Apache Hadoop Flashcards
What is Hadoop?
open-source software framework for distributed storage and processing of large data sets, using a clustered network of machines
What are the key components of Apache Hadoop? (3)
- HDFS
- YARN
- MapReduce
what is a node?
a physical or virtual machine that is part of a Hadoop cluster
What is a daemon?
a background process
State the daemons related to YARN (computing) (3)
- NodeManager daemon
- ResourceManager daemon
- JobHistoryServer daemon
State the daemons related to HDFS (storage) (3)
- NameNode daemon
- DataNode daemon
- SecondaryNameNode daemon
Describe the characteristics of the leader in leader-follower architecture (4)

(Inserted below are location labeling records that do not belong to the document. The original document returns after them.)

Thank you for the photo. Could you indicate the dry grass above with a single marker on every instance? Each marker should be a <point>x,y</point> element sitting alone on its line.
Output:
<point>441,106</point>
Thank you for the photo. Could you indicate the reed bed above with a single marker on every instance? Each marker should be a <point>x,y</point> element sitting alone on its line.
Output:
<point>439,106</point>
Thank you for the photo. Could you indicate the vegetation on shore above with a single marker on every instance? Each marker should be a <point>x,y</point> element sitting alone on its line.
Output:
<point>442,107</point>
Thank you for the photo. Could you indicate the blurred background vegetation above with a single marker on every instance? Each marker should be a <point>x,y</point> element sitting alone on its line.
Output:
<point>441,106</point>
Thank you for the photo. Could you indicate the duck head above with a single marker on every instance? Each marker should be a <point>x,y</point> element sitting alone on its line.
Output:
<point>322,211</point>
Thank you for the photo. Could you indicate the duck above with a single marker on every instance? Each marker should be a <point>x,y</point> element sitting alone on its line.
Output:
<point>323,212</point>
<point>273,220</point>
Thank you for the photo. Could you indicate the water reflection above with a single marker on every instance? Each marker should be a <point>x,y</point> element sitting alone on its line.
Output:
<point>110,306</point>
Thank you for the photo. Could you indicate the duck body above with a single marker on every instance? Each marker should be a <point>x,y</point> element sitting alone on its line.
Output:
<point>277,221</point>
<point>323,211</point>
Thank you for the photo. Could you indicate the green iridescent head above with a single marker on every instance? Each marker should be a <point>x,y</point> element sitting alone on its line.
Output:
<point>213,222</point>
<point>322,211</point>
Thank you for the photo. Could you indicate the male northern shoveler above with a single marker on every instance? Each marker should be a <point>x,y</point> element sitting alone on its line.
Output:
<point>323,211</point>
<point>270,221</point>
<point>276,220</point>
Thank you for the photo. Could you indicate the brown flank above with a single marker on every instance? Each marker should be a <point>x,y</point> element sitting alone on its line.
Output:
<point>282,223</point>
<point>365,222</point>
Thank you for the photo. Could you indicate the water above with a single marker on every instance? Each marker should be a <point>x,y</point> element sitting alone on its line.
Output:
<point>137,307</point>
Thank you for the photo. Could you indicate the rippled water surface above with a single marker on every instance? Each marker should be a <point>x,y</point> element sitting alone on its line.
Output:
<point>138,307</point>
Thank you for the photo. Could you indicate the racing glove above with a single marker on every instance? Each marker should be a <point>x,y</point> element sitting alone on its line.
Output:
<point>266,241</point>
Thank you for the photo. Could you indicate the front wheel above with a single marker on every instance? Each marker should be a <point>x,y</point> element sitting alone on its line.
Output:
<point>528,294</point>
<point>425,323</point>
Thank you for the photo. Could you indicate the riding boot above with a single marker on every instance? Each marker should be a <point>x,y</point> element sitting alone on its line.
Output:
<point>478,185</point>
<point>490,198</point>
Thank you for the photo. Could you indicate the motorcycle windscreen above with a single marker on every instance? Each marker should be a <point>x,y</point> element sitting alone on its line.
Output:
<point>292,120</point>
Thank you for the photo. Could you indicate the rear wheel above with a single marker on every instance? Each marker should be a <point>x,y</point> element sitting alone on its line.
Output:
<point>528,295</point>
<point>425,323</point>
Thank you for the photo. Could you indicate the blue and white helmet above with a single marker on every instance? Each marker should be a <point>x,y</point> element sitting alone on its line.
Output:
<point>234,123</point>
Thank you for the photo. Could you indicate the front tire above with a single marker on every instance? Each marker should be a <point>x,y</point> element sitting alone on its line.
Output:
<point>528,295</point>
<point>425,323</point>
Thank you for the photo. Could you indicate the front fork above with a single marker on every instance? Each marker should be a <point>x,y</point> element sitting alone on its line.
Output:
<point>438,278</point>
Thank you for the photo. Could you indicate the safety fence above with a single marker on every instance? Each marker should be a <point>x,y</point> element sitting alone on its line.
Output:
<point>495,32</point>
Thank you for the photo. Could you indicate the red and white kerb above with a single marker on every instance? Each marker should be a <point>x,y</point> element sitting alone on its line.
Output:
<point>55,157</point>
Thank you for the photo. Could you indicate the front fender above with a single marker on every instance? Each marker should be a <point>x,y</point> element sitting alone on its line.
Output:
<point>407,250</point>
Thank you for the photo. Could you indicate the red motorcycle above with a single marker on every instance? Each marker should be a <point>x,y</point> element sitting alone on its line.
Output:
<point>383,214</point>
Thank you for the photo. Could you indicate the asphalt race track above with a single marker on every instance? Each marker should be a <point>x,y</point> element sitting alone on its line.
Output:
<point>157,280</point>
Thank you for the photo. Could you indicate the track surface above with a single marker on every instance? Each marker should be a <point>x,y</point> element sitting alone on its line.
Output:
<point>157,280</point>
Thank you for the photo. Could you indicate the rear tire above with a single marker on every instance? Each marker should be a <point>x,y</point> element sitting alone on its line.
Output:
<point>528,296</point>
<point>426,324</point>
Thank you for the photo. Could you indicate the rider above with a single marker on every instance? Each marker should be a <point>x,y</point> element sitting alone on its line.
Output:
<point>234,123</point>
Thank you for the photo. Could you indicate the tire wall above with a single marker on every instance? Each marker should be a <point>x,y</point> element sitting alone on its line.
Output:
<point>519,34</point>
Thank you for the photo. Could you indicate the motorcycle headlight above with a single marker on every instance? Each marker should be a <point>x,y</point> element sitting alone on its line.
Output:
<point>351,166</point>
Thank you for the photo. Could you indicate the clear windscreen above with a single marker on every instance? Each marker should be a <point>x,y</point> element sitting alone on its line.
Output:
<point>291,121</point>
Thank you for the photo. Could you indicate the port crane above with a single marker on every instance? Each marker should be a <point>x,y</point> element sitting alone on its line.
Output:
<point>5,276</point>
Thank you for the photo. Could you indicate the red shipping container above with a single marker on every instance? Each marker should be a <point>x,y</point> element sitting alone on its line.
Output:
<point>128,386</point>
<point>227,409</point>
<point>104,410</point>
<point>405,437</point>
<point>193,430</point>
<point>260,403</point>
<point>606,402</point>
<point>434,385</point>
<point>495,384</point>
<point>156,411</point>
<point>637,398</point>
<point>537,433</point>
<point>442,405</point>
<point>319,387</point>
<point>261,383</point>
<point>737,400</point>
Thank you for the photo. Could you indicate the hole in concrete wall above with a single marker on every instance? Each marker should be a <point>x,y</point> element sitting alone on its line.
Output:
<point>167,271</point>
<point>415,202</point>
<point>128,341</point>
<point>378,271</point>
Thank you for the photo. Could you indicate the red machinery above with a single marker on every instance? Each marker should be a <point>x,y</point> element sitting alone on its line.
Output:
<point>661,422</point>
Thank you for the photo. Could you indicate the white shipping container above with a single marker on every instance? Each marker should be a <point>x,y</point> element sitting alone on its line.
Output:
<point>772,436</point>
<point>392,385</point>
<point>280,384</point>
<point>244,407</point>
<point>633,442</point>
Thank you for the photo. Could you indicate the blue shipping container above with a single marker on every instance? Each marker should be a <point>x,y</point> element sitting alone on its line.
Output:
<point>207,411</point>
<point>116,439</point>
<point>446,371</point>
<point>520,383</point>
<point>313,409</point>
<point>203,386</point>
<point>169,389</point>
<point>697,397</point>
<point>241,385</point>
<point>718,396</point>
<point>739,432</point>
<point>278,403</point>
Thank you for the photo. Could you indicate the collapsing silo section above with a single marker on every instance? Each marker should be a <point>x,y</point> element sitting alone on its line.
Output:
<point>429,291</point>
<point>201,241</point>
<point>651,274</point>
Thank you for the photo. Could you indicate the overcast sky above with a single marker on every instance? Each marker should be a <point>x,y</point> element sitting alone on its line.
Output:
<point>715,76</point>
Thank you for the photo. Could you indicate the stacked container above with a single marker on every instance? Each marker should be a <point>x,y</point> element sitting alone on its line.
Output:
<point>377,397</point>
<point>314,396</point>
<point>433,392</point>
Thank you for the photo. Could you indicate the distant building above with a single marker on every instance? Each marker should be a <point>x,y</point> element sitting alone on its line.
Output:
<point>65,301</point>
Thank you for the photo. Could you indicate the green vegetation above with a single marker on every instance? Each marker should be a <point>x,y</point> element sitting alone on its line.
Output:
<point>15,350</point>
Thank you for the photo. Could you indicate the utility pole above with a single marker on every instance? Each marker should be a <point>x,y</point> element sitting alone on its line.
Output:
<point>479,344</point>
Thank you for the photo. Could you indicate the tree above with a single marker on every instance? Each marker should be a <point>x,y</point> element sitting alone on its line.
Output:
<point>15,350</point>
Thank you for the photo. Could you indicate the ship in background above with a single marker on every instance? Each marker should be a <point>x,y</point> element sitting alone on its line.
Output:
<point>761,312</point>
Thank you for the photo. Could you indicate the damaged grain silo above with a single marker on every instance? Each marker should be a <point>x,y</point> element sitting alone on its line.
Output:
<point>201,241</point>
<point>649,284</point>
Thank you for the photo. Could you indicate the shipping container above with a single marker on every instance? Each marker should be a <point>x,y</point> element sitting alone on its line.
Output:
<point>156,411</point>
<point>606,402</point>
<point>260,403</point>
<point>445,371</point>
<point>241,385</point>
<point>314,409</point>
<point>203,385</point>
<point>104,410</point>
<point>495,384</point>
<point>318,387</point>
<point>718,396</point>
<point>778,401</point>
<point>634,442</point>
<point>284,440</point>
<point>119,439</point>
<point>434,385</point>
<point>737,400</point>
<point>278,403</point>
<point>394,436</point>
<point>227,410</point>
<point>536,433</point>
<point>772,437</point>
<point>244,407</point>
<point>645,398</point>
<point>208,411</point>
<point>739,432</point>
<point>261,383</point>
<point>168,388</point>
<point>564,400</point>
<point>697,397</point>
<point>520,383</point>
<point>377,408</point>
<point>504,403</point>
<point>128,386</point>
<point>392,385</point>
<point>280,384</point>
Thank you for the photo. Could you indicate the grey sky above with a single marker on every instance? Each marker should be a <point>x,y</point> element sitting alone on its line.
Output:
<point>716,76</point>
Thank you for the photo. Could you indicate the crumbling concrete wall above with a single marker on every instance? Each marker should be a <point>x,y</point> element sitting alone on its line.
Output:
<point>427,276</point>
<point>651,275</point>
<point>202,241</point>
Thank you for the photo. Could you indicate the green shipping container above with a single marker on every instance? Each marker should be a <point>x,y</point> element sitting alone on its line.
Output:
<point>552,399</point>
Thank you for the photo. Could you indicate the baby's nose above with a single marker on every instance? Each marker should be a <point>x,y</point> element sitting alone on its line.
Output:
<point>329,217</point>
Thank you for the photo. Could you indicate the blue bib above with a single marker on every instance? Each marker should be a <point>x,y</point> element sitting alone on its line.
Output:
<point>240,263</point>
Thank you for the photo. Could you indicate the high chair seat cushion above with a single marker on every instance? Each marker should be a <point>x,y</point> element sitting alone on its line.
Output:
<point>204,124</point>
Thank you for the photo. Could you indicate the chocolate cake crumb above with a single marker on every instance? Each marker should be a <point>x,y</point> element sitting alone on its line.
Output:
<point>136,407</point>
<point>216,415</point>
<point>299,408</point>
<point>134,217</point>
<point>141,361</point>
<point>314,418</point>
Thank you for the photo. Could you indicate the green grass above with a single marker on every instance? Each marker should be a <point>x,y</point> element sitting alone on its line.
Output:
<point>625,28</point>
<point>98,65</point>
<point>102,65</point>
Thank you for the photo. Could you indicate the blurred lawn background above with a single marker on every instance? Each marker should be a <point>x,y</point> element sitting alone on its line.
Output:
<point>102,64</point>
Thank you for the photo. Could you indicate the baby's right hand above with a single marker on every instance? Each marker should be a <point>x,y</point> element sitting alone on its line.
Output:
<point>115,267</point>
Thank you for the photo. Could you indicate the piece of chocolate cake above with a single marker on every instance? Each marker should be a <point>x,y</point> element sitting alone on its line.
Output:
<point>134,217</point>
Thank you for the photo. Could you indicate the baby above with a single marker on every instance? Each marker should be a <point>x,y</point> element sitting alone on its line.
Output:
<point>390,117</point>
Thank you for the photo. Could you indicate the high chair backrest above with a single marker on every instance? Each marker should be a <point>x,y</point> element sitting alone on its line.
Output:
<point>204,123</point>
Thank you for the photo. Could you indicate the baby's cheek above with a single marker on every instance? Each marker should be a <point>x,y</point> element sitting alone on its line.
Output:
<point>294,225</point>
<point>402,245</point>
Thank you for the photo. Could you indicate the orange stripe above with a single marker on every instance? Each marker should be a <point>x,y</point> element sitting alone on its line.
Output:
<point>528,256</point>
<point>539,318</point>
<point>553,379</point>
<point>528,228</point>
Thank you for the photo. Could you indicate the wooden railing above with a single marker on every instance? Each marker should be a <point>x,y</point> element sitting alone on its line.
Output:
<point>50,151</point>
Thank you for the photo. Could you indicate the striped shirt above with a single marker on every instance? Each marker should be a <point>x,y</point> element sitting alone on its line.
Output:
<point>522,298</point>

- Aware of the follower nodes
- Receives external requests
- Decides which nodes execute what and when
- Communicates with follower nodes
Describe the characteristics of the follower in leader-follower architecture (2)
- Acts as a worker node
- Executes tasks that leader tells it to
Which two nodes operate in a leader-follower architecture?
Leader: NameNode
Follower(s): DataNode
What is HDFS?
Shared distributed storage among the nodes of the Hadoop cluster, tailored to map reduce jobs
Where do daemons run?
On nodes
What is the HDFS responsible for storing?
Input and output of MapReduce jobs
How is data stored within the HDFS?
In blocks
What is the default block size?
128MB
How is the minimum parallelisation unit determined?
by the HDFS block size, e.g., mappers will work on a block
Why is 128MB the ideal block size?
it balances parallelisation opportunity (favours smaller blocks) with data processing throughput (favours larger blocks)
How does a file that is smaller than block size occupy the block?
It only occupies the same amount of disk space as the size of the file, so not the entire 128MB
What is the purpose of the NameNode?
to manage the filesystem namespace, filesystem tree and metadata for all files and directories in the tree
What is the purpose of the DataNodes?
store and retrieves blocks when instructed and to implement block caching for blocks which are frequently accessed
Which node does the DataNode report to?
the NameNode
Where is the data for the filesystem tree and the related metadata stored?
persistently on the local disk in the form of two files: the namespace image and the edit log
What does the NameNode know about the files in the HDFS?
Which datanodes possess the blocks for a given file and where they are located (but not persistently)
How many DataNodes are there per cluster?
at least one
How many NameNodes are there per cluster?
only one